[PATCH] drm/scheduler: Add drm_sched_suspend/resume timeout functions

Wed Nov 14 19:03:41 UTC 2018

Am 14.11.18 um 18:29 schrieb Sharat Masetty:
>
>
> On 11/8/2018 8:11 PM, Koenig, Christian wrote:
>> Am 08.11.18 um 14:42 schrieb Sharat Masetty:
>>> Hi Christian,
>>>
>>> Can you please review this patch? It is a continuation of the 
>>> discussion at [1].
>>> At first I was thinking of using a cancel for suspend instead of a 
>>> mod(to an
>>> arbitrarily large value), but I couldn't get it to fit in as I have 
>>> an additional
>>> constraint of being able to call these functions from an IRQ context.
>>>
>>> These new functions race with other contexts, primarily finish_job(),
>>> timedout_job() and recovery(), but I did go through the possible 
>>> races between
>>> these(I think).

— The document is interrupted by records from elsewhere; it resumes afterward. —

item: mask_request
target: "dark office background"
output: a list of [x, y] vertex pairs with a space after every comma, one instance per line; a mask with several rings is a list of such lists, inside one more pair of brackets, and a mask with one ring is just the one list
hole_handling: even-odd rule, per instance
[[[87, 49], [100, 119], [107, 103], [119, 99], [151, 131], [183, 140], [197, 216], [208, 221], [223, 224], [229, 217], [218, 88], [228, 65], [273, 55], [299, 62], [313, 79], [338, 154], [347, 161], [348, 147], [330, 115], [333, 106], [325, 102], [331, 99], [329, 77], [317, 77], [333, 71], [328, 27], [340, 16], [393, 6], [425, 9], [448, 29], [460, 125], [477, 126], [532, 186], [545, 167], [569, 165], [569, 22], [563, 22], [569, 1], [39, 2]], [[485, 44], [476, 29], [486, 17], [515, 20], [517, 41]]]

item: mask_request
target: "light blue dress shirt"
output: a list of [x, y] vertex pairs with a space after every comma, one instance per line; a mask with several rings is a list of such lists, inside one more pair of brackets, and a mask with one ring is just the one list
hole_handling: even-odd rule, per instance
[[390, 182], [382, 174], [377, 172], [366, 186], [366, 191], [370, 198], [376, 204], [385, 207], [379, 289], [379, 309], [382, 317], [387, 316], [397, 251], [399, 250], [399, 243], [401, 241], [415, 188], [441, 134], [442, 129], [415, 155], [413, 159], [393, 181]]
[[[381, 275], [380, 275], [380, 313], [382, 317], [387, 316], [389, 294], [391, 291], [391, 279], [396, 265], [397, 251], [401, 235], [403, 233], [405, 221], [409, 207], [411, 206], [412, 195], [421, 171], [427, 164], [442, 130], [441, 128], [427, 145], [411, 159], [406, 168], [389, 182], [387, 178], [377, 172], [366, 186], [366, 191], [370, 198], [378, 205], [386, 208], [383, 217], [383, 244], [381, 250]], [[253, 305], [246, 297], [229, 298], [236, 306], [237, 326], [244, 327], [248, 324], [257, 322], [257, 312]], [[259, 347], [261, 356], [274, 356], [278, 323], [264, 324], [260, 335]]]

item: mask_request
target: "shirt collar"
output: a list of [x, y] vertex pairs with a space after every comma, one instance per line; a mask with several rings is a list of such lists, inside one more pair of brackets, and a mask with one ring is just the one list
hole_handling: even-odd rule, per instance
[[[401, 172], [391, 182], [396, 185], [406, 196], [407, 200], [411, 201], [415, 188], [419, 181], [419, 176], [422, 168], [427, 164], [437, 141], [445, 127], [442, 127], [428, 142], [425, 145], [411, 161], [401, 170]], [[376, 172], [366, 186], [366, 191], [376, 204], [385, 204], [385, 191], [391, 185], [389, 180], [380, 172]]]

Please let me know what you think of this? I have 
>>> not tested
>>> this yet and if this is something in the right direction, I will put 
>>> this
>>> through my testing drill and polish it.
>>>
>>> IMO I think I prefer the callback approach as it appears to be 
>>> simple, less
>>> error prone for both the scheduler and the drivers.
>>
>> Well I agree that this is way to complicated and looks racy to me as
>> well. But this is because you moved away from my initial suggestion.
>>
>> So here is once more how to do it without any additional locks or races:
>>
>> /**
>>    * drm_sched_suspend_timeout - suspend timeout for reset worker
>>    *
>>    * @sched: scheduler instance for which to suspend the timeout
>>    *
>>    * Suspend the delayed work timeout for the scheduler. Note that
>>    * this function can be called from an IRQ context. It returns the
>> timeout remaining.
>>    */
>> unsigned long drm_sched_suspend_timeout(struct drm_gpu_scheduler *sched)
>> {
>>
>>     unsigned long timeout, current = jiffies
>>
>>     timeout = sched->work_tdr.timer.expires;
>>
>>     /*
>>      * Set timeout to an arbitrarily large value, this also prevents 
>> the timer to be
>>      * started when new submissions arrive.
>>      */
>>     if (mod_delayed_work(system_wq, &sched->work_tdr, sched->timeout 
>> * 10) &&
>>         time_after(timeout, current))
>>         return timeout - current;
>>     else
>>         return sched->timeout;
>> }
>>
>> /**
>>    * drm_sched_resume_timeout - resume timeout for reset worker
>>    *
>>    * @sched: scheduler instance for which to resume the timeout
>>    * @remaining: remaining timeout
>>    *
>>    * Resume the delayed work timeout for the scheduler. Note that
>>    * this function can be called from an IRQ context.
>>    */
>> void drm_sched_resume_timeout(struct drm_gpu_scheduler *sched, 
>> unsigned long remaining)
>> {
>>     if (list_empty(&sched->ring_mirror_list))
>>         cancel_delayed_work(&sched->work_tdr);
>>     else
>>         mod_delayed_work(system_wq, &sched->work_tdr, remaining);
>> }
> Hi Christian,
>
> Thank you for the suggestions - I was able to try this out this week. 
> It works for the most part, but there are a couple of races which need 
> further considerations.
>
> 1) The drm_sched_resume_timeout() can race with both the 
> drm_sched_job_finish() and also new job submissions. In the driver the 
> job submission which triggered the preemption can be complete as soon 
> as the switch happens and it is quite possible that I get the 
> preemption complete and the job done interrupt at the same time. So 
> this means that drm_sched_resume_timeout() in IRQ context can race 
> with drm_sched_job_finish() in worker thread context on another CPU. 
> Also in parallel new jobs can be submitted, which will also update the 
> ring mirror list . These races can be addressed however with locking 
> the job_list_lock inside the drm_sched_resume_timeout().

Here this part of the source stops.